As you scan the headlines, you read about a woman who was arrested in Florida for drinking and driving for the tenth time in 20 years, or a Washington man that has four DUI convictions in the last 10 years and has been arrested 14 times for driving under the influence in the past 16 years.

How could it be possible that these people can get away with being convicted of a DUI so many times, and yet, still be driving around our towns? It's a chilling thought that might be more common than you think.

Not all DUI convictions show up on driving records

The Illinois Secretary of State recently conducted a check per request of the Belleville News-Democrat revealing that of 17 drivers in Illinois that have been charged with a DUI in Missouri, four people's DUI convictions are not on their driving records.

Since driving under the influence convictions from other states are not showing up on some people's driving records, Illinois prosecutors could have struck a plea bargain for a lesser DUI consequence. If the prosecutor was unaware of previous DUI convictions, they could have let offenders plead guilty to a DUI penalty that should have been more severe with the consideration of an out-of-state DUI conviction or if tried in Missouri.

A DUI charge involving a similar case in Alton, IL is what initiated the investigation. According to the Belleville News-Democrat, the paper sent the Secretary of State's office 20 names of Illinois drivers - three of which were not found to reside in the state. Out of the 17 people, four had been charged with driving under the influence in Missouri that wasn't recorded, but the other 13 people's driving records properly documented DUI convictions in Missouri.

The names of people were selected from a list of Illinois drivers that have been charged in Missouri for driving under the influence. The newspaper obtained the list from the Missouri Department of Revenue Consumer Services Division for a fee. Since the reporters did not have access to the files in the Secretary of State's office, they had to submit a sample list of Illinois drivers to see if DUI convictions in Missouri were not listed on their driving records.

Although the results are alarming, Dave Drucker, spokesman for the office of the Secretary of State, said that further investigating needs to happen before any conclusions can be drawn. The Illinois Secretary of State is beginning its own investigation after interacting with the Madison County State's Attorney William Mudge regarding a DUI case.

Flawed driving record case leads to investigation

The Belleville News-Democrat began an investigation after questions arose about one Alton man's driving record. Frank M. Durr was charged with a misdemeanor DUI in April 2008 and was allowed to strike a plea bargain for a lesser traffic offense and pay a fine.
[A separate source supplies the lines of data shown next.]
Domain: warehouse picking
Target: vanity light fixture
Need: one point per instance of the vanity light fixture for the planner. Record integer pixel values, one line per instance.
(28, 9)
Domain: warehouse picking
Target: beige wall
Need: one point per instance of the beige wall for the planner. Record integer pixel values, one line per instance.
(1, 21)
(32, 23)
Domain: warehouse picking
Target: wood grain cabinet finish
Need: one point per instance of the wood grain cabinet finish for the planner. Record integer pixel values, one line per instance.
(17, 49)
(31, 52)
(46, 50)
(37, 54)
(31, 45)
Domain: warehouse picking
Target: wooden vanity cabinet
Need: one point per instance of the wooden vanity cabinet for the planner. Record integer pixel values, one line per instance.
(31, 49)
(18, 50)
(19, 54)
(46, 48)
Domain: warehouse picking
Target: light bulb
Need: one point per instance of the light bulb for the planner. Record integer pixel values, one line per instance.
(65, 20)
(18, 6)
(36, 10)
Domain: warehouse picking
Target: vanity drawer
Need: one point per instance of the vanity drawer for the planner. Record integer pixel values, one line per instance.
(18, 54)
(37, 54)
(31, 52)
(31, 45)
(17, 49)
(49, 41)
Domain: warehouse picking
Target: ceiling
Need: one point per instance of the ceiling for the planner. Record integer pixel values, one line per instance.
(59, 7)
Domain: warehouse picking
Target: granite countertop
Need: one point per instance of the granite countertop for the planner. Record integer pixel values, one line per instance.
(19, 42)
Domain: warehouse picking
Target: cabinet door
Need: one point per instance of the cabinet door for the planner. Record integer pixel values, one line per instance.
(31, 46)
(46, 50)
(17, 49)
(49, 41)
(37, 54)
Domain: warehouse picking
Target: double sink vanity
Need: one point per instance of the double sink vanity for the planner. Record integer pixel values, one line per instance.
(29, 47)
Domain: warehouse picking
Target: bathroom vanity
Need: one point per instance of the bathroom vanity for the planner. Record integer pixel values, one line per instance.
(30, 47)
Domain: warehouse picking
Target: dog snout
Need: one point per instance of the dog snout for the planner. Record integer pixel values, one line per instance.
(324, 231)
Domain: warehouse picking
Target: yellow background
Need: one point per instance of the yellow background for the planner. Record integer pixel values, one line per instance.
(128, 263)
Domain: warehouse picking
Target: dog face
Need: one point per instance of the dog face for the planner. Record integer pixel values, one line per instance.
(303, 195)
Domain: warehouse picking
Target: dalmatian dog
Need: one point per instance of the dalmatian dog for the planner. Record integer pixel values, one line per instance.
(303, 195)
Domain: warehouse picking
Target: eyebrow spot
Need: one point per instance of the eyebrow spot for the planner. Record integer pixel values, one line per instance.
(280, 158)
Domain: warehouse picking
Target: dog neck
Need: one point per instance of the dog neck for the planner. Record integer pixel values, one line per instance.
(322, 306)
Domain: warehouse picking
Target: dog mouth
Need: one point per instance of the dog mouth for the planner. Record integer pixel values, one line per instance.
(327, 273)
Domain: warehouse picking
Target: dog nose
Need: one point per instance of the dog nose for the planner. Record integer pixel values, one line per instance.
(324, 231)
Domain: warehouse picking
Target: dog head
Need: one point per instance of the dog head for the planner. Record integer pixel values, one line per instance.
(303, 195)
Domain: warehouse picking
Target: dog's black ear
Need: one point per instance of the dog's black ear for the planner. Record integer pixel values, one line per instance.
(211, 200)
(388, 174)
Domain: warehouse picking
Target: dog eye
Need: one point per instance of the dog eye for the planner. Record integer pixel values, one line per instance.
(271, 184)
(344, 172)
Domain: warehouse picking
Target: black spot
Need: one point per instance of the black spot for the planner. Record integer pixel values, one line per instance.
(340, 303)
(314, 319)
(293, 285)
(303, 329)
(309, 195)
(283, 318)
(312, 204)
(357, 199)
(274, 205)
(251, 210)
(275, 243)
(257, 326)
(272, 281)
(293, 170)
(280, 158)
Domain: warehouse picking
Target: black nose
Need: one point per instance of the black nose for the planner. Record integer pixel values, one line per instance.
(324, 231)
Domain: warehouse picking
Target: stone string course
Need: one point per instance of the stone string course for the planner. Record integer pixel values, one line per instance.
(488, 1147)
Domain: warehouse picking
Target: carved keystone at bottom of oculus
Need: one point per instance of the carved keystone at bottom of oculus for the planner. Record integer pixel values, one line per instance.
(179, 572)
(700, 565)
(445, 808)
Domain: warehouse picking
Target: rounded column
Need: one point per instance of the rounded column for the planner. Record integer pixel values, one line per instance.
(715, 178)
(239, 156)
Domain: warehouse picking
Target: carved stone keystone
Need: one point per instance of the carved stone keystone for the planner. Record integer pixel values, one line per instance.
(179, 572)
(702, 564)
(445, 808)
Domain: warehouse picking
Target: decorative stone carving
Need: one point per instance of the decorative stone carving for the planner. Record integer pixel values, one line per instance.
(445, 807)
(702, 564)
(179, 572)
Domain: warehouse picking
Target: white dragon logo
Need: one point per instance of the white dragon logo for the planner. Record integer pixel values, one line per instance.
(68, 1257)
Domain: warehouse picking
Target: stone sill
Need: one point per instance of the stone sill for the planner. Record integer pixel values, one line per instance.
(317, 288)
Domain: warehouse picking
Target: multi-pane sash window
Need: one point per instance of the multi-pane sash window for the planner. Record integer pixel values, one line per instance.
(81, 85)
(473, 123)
However, the prosecutors in Madison County were unaware that Durr had a DUI conviction in Missouri from 1999. Durr had been charged and convicted with involuntary manslaughter involving drinking and driving, in which case, the prosecutors would not have been as lenient in their plea bargain.

The judge dismissed Durr's plea bargain after a reporter informed the court of his previous DUI conviction. Now Madison County is charging Durr with a DUI felony because of the involuntary manslaughter conviction in Missouri and an unreported Illinois DUI misdemeanor conviction in 1985. Durr is pleading innocent to the DUI charge.

Secretary of State plans to probe

The Secretary of State has asked for a copy of the News-Democrat's list of Illinois drivers with DUI convictions in Missouri, which covers from January 2003 to June 2008. The public record has been sent to the office. Of the 100 drivers the office has looked into so far, Drucker said "only a few" have had DUI convictions that were not recorded.